Israelis protest for Jonathan Pollard in Jerusalem 311.
(photo credit: Marc Israel Sellem)
Two senior American Jewish leaders met with Israeli agent Jonathan Pollard last week in what sources close to Pollard said would be the first of a series of meetings of top Jewish leaders with the imprisoned spy.
American Jewish leaders ignored Pollard for most of his 26 years in prison but over the past couple of years, urging US President Barack Obama to commute his sentence to time served has become a consensus issue for American Jewry.
Conference of Presidents of Major American Jewish Organizations chairman Richard Stone and executive vice chairman Malcolm Hoenlein met with Pollard and his wife, Esther, on Tuesday at his Butner, North Carolina, jail cell. They did not reveal the meeting until they issued a press release on Friday.
“We returned with a renewed commitment to work for Mr. Pollard’s release from incarceration in accordance with longstanding Conference policy,” the two men said in the press release. “We see this as a serious humanitarian issue as well as a legal matter. Mr.
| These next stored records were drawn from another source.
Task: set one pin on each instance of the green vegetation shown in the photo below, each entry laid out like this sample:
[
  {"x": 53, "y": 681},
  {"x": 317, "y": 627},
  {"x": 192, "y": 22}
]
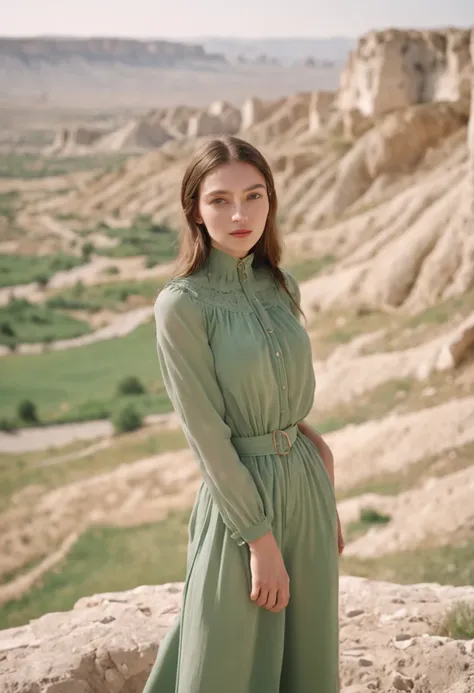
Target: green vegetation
[
  {"x": 22, "y": 322},
  {"x": 109, "y": 296},
  {"x": 127, "y": 419},
  {"x": 80, "y": 460},
  {"x": 459, "y": 622},
  {"x": 27, "y": 411},
  {"x": 449, "y": 565},
  {"x": 30, "y": 165},
  {"x": 23, "y": 269},
  {"x": 131, "y": 385},
  {"x": 157, "y": 241},
  {"x": 81, "y": 384},
  {"x": 106, "y": 559},
  {"x": 368, "y": 517}
]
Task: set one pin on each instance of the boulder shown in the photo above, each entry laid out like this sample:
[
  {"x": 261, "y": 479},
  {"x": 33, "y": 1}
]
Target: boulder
[{"x": 108, "y": 642}]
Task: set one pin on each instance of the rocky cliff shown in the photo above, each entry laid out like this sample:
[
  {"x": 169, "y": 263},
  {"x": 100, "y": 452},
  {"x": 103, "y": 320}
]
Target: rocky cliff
[
  {"x": 103, "y": 50},
  {"x": 395, "y": 69}
]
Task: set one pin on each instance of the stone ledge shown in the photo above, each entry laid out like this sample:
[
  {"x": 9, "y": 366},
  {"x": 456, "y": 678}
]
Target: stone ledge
[{"x": 108, "y": 642}]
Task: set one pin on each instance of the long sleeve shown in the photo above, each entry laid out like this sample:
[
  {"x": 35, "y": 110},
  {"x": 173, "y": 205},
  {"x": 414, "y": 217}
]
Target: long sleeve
[{"x": 187, "y": 366}]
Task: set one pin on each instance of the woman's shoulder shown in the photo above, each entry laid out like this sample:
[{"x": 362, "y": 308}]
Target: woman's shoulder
[{"x": 176, "y": 297}]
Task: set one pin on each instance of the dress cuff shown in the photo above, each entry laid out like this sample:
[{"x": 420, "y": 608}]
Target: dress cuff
[{"x": 252, "y": 533}]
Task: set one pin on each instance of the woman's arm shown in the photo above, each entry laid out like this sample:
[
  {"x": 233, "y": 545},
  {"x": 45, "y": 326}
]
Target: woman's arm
[
  {"x": 323, "y": 447},
  {"x": 187, "y": 367}
]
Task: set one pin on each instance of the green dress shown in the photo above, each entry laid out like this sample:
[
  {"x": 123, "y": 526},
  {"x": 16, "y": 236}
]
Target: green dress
[{"x": 237, "y": 366}]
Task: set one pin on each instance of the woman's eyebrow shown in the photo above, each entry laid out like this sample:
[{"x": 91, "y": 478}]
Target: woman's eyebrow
[{"x": 223, "y": 192}]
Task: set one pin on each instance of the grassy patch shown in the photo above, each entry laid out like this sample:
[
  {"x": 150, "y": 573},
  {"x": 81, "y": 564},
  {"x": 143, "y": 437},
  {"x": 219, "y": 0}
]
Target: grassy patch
[
  {"x": 22, "y": 322},
  {"x": 117, "y": 296},
  {"x": 61, "y": 383},
  {"x": 23, "y": 269},
  {"x": 459, "y": 622},
  {"x": 448, "y": 565},
  {"x": 368, "y": 517},
  {"x": 56, "y": 468},
  {"x": 106, "y": 559},
  {"x": 158, "y": 242}
]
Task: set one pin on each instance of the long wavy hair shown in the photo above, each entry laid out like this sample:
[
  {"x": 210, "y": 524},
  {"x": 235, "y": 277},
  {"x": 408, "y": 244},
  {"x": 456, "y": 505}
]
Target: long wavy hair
[{"x": 195, "y": 242}]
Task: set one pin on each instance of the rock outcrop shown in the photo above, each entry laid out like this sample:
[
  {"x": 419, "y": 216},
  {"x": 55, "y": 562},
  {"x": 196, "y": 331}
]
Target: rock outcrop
[
  {"x": 395, "y": 69},
  {"x": 390, "y": 640}
]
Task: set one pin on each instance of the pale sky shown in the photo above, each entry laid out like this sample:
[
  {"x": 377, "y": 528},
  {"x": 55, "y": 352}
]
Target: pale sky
[{"x": 230, "y": 18}]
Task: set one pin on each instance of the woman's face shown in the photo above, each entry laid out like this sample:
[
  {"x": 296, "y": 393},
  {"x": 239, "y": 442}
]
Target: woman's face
[{"x": 233, "y": 204}]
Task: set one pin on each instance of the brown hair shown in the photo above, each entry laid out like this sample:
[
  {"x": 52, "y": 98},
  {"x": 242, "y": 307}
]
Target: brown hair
[{"x": 195, "y": 242}]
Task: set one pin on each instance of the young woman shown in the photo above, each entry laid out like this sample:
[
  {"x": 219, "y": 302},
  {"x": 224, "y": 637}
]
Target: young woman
[{"x": 260, "y": 603}]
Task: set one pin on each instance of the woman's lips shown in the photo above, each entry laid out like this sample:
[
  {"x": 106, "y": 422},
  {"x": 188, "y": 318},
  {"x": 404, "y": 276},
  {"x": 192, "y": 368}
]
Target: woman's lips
[{"x": 241, "y": 233}]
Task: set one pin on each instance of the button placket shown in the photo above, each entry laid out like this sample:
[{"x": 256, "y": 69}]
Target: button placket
[{"x": 267, "y": 325}]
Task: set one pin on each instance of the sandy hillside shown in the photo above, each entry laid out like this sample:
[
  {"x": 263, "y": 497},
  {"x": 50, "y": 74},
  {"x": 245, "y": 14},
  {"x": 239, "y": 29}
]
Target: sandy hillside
[{"x": 376, "y": 188}]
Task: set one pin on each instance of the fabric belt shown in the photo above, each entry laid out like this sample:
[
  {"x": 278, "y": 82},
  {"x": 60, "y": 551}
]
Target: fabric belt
[{"x": 275, "y": 443}]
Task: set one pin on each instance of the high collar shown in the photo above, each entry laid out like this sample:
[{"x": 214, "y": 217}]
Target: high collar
[{"x": 225, "y": 266}]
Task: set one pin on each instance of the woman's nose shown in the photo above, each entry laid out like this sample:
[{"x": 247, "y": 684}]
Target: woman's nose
[{"x": 238, "y": 214}]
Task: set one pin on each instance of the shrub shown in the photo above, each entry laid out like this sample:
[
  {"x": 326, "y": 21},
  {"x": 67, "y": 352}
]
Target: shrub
[
  {"x": 27, "y": 411},
  {"x": 127, "y": 419},
  {"x": 87, "y": 250},
  {"x": 131, "y": 385},
  {"x": 6, "y": 329},
  {"x": 7, "y": 425},
  {"x": 42, "y": 279}
]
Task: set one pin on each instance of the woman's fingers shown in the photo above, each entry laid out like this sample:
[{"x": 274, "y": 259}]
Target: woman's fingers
[{"x": 282, "y": 601}]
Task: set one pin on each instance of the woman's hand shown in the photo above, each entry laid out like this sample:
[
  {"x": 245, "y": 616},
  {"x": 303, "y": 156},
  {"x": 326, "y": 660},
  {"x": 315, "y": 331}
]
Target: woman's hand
[
  {"x": 270, "y": 581},
  {"x": 340, "y": 538}
]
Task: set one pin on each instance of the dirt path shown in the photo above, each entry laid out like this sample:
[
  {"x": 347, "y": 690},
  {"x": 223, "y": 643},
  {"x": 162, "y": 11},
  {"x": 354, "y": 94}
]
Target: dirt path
[{"x": 43, "y": 438}]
Pollard has expressed remorse, which he persuasively reiterated in our two-hour discussion. He suffers from multiple serious medical challenges, which we believe add urgency to the timeliness of his release.”
Hoenlein briefed Pollard about his recent meeting with US Vice President Joe Biden in which the Israeli agent’s case was discussed and efforts to persuade Obama to take action on his behalf.
“Seeing him in person and dialoguing with him added significantly to our conviction that his sentence should be quickly commuted,” Hoenlein and Stone said. “Mr. Pollard made clear that he does not seek a pardon, recognizing that he committed a crime, but seeks a commutation of his sentence. Mr. Pollard wants only to be able to build a family and to be a contributing citizen. He has said repeatedly and convincingly that he will not engage in political activity.”
Stone and Hoenlein called upon the member organizations in their Jewish umbrella group, religious leaders and individuals to work to secure Pollard’s release.
Noting her husband’s deteriorating health, Esther Pollard called upon the Jewish leaders to “please act now before it’s too late.”